最近、今更ながら皇居散歩にハマっています。

『信長の野望』に育てられた歴史小僧にとって、戦国時代の名将や彼等が残した史跡は大好物です。


もちろん、城はその一つですが、今まであまり『城』としての認識が甘かったのが「我が国最大にして世界最大級の大城郭」江戸城です。


(皇居外苑日比谷濠より、皇居東御苑、大手町を望む)


明治に明治天皇が入城され、それ以降は天皇陛下の御住まいとなっている皇居ですが、現在、私たちが皇居江戸城としてハッキリと認識できる範囲は、皇居東御苑(旧本丸,二ノ丸,三ノ丸)、皇居宮殿(旧西ノ丸)、皇居外苑(旧西ノ丸下)、皇居御所(吹上)、北の丸公園(旧北の丸)、の周囲7.85km、実に425haの部分です。

425ha!❗️


ちょっと想像しにくいですが、これは東京ディズニーリゾート主要部(ディズニーランド、ディズニーシー、専用駐車場、オフィシャルホテル)とほぼ同じ面積です!



(北桔橋御門から一橋大学を望む)


これだけでも十分すぎるほど巨大な城郭ですが、この範囲は江戸城の内郭にすぎません。

この領域の外側を、さらに総延長約16kmに及ぶ外堀が巡っており、これが江戸城の外郭を成し『江戸城総構え』を形成しているのです。

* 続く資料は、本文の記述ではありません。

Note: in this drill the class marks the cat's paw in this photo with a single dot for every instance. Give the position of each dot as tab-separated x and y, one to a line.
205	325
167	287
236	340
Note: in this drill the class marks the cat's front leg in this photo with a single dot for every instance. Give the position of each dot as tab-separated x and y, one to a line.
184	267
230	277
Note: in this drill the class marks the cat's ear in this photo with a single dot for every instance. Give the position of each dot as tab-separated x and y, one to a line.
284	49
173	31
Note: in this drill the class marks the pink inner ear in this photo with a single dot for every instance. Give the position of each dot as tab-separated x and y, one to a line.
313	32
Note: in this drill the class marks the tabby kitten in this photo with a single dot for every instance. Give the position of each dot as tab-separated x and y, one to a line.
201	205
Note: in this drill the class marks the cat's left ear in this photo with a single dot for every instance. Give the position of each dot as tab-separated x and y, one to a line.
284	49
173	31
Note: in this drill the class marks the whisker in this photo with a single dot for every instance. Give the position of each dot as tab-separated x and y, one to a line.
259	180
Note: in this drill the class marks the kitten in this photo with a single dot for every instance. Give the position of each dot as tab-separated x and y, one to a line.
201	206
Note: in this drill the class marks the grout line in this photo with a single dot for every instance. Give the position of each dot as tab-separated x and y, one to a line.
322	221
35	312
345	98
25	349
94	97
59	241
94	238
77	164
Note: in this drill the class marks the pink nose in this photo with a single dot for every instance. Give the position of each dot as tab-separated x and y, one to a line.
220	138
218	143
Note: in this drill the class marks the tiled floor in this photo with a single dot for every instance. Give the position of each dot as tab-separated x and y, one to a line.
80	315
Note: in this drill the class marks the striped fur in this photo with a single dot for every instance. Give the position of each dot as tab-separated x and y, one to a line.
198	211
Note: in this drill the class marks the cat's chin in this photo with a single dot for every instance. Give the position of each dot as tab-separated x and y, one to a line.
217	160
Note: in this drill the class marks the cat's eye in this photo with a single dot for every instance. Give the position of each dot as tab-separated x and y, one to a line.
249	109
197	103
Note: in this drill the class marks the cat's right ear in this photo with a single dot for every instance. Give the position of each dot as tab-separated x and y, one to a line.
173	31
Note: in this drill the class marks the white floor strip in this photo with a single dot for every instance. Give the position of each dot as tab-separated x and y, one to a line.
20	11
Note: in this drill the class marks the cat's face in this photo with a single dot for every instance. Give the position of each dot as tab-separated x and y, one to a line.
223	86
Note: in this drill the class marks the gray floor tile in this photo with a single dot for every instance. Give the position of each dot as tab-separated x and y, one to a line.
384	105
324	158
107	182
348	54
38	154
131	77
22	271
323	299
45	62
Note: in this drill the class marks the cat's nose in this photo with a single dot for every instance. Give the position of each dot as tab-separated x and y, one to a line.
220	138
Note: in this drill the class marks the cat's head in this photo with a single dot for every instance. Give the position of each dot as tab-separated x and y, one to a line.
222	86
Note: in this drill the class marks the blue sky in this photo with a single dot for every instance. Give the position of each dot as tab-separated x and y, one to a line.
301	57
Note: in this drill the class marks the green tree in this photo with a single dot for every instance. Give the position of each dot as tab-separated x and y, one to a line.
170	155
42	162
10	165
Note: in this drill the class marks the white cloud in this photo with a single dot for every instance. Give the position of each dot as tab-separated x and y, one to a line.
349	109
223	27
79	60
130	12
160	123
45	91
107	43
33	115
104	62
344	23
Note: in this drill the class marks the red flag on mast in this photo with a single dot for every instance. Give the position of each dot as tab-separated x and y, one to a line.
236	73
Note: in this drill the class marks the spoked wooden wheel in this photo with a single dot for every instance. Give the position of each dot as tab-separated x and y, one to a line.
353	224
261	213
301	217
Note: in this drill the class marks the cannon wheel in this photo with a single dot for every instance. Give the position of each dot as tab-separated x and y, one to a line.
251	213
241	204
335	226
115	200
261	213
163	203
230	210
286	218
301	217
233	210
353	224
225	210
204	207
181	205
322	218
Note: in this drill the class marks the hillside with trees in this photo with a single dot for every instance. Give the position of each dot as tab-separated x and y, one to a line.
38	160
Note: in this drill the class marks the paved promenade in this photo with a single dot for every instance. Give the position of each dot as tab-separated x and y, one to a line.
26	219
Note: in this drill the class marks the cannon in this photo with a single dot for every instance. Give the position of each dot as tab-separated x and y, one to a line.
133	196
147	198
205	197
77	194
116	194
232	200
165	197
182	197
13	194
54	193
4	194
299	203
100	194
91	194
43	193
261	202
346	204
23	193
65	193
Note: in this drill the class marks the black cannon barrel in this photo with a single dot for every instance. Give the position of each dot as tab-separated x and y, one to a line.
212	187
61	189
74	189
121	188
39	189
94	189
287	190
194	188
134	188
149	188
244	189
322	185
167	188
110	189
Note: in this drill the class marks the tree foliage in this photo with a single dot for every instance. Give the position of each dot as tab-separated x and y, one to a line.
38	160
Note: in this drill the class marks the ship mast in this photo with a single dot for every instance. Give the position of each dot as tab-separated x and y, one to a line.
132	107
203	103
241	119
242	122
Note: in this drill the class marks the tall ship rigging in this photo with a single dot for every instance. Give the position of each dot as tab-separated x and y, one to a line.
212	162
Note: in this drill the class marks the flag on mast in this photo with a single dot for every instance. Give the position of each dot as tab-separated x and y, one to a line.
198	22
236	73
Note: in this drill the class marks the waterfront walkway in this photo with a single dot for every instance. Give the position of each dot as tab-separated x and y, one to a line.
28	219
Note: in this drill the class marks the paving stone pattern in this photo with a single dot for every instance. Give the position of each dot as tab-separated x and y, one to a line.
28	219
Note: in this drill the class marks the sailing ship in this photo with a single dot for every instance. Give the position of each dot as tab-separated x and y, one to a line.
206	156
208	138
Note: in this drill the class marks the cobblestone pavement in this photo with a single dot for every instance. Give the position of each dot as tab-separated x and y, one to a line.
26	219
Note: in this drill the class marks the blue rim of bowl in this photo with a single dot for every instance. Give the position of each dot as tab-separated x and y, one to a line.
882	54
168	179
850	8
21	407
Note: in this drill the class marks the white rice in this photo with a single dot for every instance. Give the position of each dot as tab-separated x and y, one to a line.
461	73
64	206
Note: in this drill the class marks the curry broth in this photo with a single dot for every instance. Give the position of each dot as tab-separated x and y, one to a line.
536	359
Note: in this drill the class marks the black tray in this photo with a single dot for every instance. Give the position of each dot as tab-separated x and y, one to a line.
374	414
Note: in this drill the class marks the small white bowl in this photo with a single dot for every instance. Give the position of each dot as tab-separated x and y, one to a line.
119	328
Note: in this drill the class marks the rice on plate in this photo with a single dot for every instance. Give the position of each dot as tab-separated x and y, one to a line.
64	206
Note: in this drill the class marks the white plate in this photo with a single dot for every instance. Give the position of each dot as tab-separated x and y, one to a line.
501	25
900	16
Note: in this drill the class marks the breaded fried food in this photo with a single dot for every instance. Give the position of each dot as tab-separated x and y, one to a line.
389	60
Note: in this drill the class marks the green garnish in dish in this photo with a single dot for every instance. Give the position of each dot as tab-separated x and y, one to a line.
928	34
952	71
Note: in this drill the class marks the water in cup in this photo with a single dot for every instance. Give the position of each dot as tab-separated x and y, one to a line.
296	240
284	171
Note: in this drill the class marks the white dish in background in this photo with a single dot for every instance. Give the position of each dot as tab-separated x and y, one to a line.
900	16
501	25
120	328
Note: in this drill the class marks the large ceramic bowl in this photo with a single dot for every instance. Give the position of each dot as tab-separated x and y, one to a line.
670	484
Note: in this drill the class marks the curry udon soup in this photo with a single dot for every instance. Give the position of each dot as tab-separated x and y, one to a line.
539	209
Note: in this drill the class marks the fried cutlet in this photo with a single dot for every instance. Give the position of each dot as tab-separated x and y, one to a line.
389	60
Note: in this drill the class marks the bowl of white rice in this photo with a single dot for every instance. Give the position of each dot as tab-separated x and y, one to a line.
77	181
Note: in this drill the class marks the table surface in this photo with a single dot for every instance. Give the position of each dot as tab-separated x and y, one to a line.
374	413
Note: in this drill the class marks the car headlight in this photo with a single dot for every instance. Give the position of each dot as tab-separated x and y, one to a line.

その面積たるや、

なな、なんと、2082ha❗️

もうデカすぎて訳がわかりません!


この外郭部分を構成する外堀の各所には『見附』が配されています。赤坂見附なんて有名ですよね。ちなみに東京駅は総構えの中、つまり江戸城の中に位置しているので『丸の内』なんて言うんですね。



(本丸天守台から大奥、中奥、表、各跡地を望む)


外堀には18の見附や御門、内堀にも18の御門があり、これを『江戸三十六見附』と呼びます。各見附や御門は、石垣と櫓に囲まれた方形陣地に大小二つの門を直角に配した『枡形』といわれる防御構造になっており、今でも壮観な佇まいを見る事ができます。


また、『天下普請』という全国の大名家が各所を分担施工する普請方法がとられており、例えば「大手門は伊達政宗」、「富士見櫓は加藤清正」といった具合に、大名家ごとの建築と仕上げの違いを楽しむことができます。


(本丸天守台は前田家が建築。贅を尽くした美しい"切込接"の石垣で、石はなんと瀬戸内産)


江戸城はこの広さと贅を尽くした壮観な造り込みだけでも見応え十分ですが、驚きは家康公が入る以前、江戸は現在とは全く違った地形であったことです。当時の江戸城は現在の本丸周辺部分しかなかったと推定され、二の丸、三の丸、西の丸下は『日比谷入江』という海でした。


家康公は、先ず江戸の土地を湿地たらしめる大河である、『利根川の東遷』と『荒川の西遷』という大河川改修を行い、江戸の干拓工事をしつつ、江戸城周囲の神田山を削り、その土砂で入江を埋め立て、平川を曲げ神田川をつくり...等々、ユンボもダンプもない時代においてまさに途轍もない大土木事業を計画実行し、現在にも残る江戸城を完成させたのです。まさに土木の鬼ですね❗️


(皇居東御苑梅林坂より本丸平川濠石垣を望む)


江戸当時の古地図と現在の東京を重ねると、驚くほど昔からの町割が残されています。大通りの位置も含め、いかに江戸の設計が東京の土台となっているかが分かります。天下普請は各大名家には過酷な仕事だったでしょうが、江戸城築城は「この地を日の本一の都市にする!」という家康公の壮大な都市計画であり、結果として経済は急成長し、当時世界一の人口を内包する都市にまで発展したのだと思います。土木は偉大なりです❕

(本丸大芝生の寒桜)


見所があり過ぎる江戸城ですが、天下の武将、徳川家康公の政治家としての一面に触れながら、その場所が今世は皇居となり、今上陛下が御住まいになられていると思うと、我が国の歴史の偉大さと面白さを感じずにはいられません。